Flickr shinkansen picture from kamoda's stream


Japan has an extremely expansive train network. You can get trains from or two pretty much anywhere. They are comfortable, clean and spacious. Unless your catching an extremely busy train or are unfortunate enough to get on the train and rush hour – then it’s an entirely different story.

You don’t need to know Japanese at all to use the train system. At each station there will be a map. Often this map will have the station names in English as well being in one of two of the Japanese alphabets. The station you are at will be clearly labelled on the station platform as well as highlighted on the station map.

Each station will have a number next to it that increases with the distance from the station you’re at. This is the price in yen. Simply put the amount of yen into the ticket machine – which will take both notes and coins. And push the button that is the same amount as your journey will cost. Tickets usually start around 120yen and this will get you to the next station.

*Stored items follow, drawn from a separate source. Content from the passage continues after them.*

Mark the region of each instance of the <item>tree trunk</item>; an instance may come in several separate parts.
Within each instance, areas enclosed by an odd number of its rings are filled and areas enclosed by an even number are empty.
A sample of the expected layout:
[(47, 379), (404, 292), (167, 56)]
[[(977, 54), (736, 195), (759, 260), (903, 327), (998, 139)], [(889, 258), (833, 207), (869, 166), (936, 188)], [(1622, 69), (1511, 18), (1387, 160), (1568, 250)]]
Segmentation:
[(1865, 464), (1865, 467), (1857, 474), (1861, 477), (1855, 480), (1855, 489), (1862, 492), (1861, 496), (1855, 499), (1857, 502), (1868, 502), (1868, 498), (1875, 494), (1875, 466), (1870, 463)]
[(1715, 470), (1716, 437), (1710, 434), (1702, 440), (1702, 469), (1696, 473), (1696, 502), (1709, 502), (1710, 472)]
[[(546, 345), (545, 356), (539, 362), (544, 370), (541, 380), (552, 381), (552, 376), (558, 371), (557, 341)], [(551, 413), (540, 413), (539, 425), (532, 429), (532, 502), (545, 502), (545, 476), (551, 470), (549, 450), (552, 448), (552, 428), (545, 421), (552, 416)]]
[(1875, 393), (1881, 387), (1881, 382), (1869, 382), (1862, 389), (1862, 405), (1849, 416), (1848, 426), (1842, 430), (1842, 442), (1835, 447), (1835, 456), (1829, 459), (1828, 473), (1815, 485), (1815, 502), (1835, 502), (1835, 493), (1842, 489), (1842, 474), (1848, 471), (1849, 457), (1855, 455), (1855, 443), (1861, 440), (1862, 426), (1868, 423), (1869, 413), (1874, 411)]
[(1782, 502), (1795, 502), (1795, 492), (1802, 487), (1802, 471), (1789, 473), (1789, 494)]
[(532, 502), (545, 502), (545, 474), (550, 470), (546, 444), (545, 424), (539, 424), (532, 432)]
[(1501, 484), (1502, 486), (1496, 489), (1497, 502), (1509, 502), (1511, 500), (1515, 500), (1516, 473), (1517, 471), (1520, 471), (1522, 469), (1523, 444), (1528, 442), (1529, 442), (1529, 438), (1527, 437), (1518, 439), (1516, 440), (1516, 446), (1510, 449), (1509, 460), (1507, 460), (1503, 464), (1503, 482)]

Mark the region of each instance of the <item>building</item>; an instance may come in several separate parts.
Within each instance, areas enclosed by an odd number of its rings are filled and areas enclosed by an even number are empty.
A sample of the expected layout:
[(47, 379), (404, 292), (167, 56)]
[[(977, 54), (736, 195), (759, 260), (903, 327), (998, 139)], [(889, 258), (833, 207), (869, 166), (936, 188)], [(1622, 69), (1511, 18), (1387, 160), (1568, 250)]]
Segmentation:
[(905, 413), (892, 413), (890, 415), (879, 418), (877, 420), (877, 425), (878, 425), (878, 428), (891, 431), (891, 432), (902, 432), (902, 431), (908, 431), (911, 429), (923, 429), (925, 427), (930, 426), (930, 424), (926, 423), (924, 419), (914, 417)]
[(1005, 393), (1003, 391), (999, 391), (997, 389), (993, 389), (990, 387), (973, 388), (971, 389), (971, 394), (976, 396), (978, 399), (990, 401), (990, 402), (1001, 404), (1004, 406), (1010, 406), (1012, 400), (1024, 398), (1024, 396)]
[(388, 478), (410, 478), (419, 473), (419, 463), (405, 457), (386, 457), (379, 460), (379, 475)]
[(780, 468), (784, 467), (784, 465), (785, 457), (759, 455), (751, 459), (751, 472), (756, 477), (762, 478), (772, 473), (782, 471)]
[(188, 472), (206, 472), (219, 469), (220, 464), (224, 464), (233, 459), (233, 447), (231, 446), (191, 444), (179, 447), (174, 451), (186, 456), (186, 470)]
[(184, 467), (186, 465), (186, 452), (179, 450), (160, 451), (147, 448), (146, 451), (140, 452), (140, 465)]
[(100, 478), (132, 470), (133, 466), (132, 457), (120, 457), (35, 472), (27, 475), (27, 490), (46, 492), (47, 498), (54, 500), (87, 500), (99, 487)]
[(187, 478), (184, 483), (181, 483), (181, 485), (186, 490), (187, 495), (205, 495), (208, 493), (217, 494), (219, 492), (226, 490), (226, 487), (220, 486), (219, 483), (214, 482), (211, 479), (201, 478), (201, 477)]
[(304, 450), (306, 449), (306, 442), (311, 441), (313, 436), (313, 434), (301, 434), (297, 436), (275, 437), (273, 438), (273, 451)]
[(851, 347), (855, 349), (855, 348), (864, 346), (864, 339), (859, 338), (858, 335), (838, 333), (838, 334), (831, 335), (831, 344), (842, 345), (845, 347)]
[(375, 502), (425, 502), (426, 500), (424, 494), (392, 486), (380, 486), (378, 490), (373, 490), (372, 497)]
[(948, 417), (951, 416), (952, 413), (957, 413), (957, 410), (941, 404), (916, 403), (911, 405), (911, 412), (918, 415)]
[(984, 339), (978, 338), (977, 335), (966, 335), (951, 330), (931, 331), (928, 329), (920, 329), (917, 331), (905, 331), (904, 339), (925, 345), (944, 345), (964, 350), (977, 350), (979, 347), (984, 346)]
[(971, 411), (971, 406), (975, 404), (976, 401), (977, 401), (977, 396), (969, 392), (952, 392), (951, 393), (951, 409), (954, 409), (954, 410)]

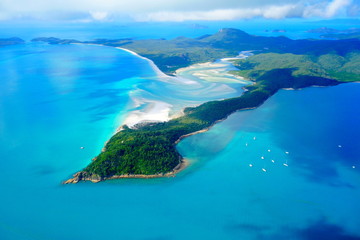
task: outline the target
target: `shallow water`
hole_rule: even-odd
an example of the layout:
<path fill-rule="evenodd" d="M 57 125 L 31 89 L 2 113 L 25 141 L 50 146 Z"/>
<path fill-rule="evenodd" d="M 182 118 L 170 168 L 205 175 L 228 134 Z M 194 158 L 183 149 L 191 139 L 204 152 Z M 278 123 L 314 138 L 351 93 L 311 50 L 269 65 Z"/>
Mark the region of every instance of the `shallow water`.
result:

Now you can buy a ticket – but two problems remain.

1. How do I know when the trains going to leave?
2. What platform will the train leave from?

In larger train station there’ll be a big electronic board usually the line names and departure times. So you need to know if which line you station is on. If you go to the ticket collector and ask:

Nan ban desu ka? (What platform is it?)
While giving him or her your ticket then they’ll tell you. Probably in Japanese ichi-ban (1), ni-ban (2), san-ban(3) … if that sounds like too much to remember they’ll also hold up fingers. If at this point you look more confused someone will be called over and everything in the stations power will be done to ensure you arrive at your destination. For some wonderful reason Japanese people are incredibly accommodating to foreigners.

In a small station there will not be a fancy electronic board but there will also not be a confusing amount of platforms. There will be two maybe three. There will be a timetable board, often with English, that will say where the two lines go to. Both names will be big cities, one of which will probably be you destination. Next to the time you want, a platform number will be written. Easy that. Once again if you’re a little nervous – look confused and go talk to one of the staff who will probably be so unbelievably helpful that you’ll feel a little guilty afterwards and want to buy him a present.

You can also check before hand using this very handy English website (http://www.hyperdia.com). You only need to know the station name you’ll leave from and where you wish to go.

Longer Distance Travel



There will be special machines for express tickets or shinkansen tickets. These trains go very fast and don’t stop very often. The easiest way to get tickets is at one of the bigger stations – there’ll be a ticket shop usually with green desks. Queue up here and give your destination. The member of staff will often speak English or be willing to find some who does. Otherwise you’ll be asked to point at a calendar and then write down the approximate time you’d like to leave and the same for your return journey.

You may have to change trains – even if you don’t you will be given a worrying amount of tickets. Don’t worry just give the whole set to any one who asks and state your destination – they will do their best to get you there. If you do have a change the ticket seller will tell you the name of the station. You might want to get them to write this down. Be sure to remember it anyway. Then get off at that station. At this point you’ll need to make your connection.

There are two good ways to do this. One is to follow everyone else who’s just got off your train – the largest group will probably be going the same place as you. If not the ticket machine or man will stop you and you’ll be told the correct way. The other is to go to the nearest member of staff (preferably near a ticket machine – give him your wodge of tickets are state you destination. He’ll tell you the platform.)

Expense



Travelling by train can be quite expensive. You may want to consider the Seishun Juhachi Kippu (Youth 18 ticket) which allows you to travel nearly anywhere in Japan for around 2300 yen per day. They are sold in sets of 5 and can be used on 5 consecutive or non-consecutive days.